Major conclusions of the report state there is an ongoing information technology war between China’s authoritarian government and mainland democracy groups and other activists which has resulted in poor corporate ethics, questionable security practices, and the possibility of targeted surveillance by Skype’s Chinese marketing partner, TOM Online Inc., a provider of wireless telecommunication services.

The study claims the full text chat messages of TOM-Skype software subscribers in China, as well as any non-China Skype users who communicated with them, were regularly scanned for a specific set of keywords and phrases. When these were found, the result was uploaded and stored on eight different server computers in China easily susceptible to outside attack.

Since 2006, Skype has acknowledged that the software version distributed by its partner looks for certain sensitive words in text chats and blocks those messages from reaching their destination.

What Villeneuve found was that the TOM-Skype program also passes messages caught by the filter to a cluster of servers on Tom's network. Because of poor security on those servers, he was able to retrieve over 1 million stored messages.

“This represents a severe security and privacy breach. It also raises troubling questions regarding how these practices are related to the government of China’s censorship and surveillance policies,” he said. The report however was unable to definitively identify any organization conducting such spy activity.

Millions of text messages, along with myriad records containing personal information such the user’s IP address, username, phone numbers of voice calls and recipients, email addresses, passwords, package tracking numbers and bank card numbers were stored on insecure publicly accessible Web servers together with the encryption key required to decrypt the data.

All but three of the keywords and phrases cited in the report – democracy, Olympic Games and Voice of America – break down neatly into one of five categories indicating where battle lines are being drawn in the war for hearts and minds in Chinese cyberspace.

Among other keyword groups, the first keeps a keen eye on anything to do with the organization and personnel, past and present, that controls the country. Virtual red flags are raised at any mention of the words communist, Communist Party, Hu Jintao, Wen Jiabao, Jiang Zemin, Deng Xiaoping and Mao Zedong.

The second category involves Falun Gong, the outlawed spiritual group deemed a dangerous cult for its protest activities in China between 1999 and 2002. Since it was crushed on the mainland, adherents abroad have sought to undermine the regime. Phrases like Falun, founder Li Hongzhi and its campaign for members to “quit the party” and read “nine commentaries” comprise a separate watch list.

Third is a dangerous dishonor roll of specific incidents where the Party was culpable for a loss of life that still leaves segments of society disgruntled. These range from June 4 and the Tiananmen crackdown almost 20 years ago, SARS in 2003, plus the earthquake from May 12 this year and the ongoing “milk powder” incident.

Another list encompasses geographic flashpoints deemed sensitive by Beijing.
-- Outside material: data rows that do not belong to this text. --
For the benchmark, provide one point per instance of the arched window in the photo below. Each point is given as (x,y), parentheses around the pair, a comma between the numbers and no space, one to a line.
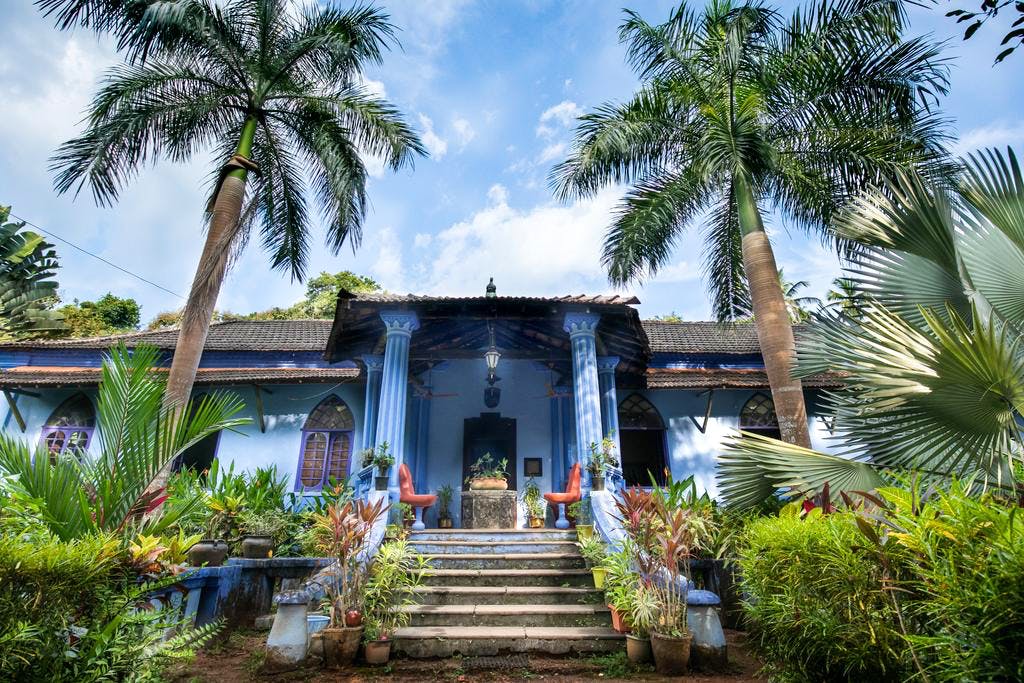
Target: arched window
(327,444)
(199,457)
(642,440)
(70,427)
(758,416)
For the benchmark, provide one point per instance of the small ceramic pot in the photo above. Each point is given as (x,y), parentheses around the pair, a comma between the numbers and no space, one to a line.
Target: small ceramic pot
(638,649)
(257,547)
(377,652)
(672,655)
(209,552)
(488,483)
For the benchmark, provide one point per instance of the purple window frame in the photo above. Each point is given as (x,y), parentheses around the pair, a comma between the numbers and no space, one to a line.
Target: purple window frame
(68,430)
(332,434)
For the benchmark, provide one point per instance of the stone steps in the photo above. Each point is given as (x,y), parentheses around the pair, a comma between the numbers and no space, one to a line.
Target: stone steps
(508,578)
(507,595)
(428,641)
(510,614)
(520,560)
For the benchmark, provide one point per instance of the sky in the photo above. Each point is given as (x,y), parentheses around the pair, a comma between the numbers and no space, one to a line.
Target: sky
(494,88)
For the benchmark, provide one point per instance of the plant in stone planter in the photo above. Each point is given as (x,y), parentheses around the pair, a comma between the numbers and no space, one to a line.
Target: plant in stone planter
(444,495)
(580,513)
(534,501)
(261,531)
(602,459)
(382,459)
(393,577)
(342,532)
(488,474)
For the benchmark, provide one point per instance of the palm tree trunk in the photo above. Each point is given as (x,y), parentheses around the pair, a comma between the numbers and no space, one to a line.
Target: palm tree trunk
(771,318)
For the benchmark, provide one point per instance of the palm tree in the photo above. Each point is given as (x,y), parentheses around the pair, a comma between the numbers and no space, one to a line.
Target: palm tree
(739,113)
(935,358)
(275,90)
(138,436)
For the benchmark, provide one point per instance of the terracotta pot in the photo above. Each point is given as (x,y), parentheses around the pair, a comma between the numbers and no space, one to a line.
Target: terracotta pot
(672,655)
(257,547)
(638,649)
(617,621)
(377,651)
(488,483)
(340,646)
(209,552)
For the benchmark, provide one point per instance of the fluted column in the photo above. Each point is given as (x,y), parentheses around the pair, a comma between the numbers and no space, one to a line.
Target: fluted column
(394,388)
(375,364)
(586,388)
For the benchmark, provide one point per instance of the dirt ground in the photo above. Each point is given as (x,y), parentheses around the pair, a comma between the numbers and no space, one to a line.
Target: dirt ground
(239,657)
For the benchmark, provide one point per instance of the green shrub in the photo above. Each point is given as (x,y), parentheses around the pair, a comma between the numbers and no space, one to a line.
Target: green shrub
(815,603)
Tibet, Taiwan Independence, Kuomintang (the ruling political party in Taiwan) and the Diaoyu Islands, which China and Japan both claim, are closely monitored.

The final group concerns the weapons of this virtual war like Skpye and circumvention, the latter a technical term for ways to circumvent the Great Firewall of China such as free door, filter, anti-blockade browser, et cetera.

Villeneuve’s analysis suggests that surveillance is not driven solely by keywords. Many of the captured messages contain words that are too common for extensive logging, meaning that perhaps other criteria, such as specific usernames, are used to map social networks to determine whether messages are captured by the system.

The report notes that blind trust in statements made by a well-known brand such as Skype, which claims 338 million users worldwide, is an insufficient guarantee when it comes to censorship and surveillance. If anything, this study demonstrates the paradox between profit and principles, as well as definitions of freedom fighter and criminal.

It reinforces the critical need for transparency and accountability by providers of communications technologies, a public trust which appears to have been betrayed.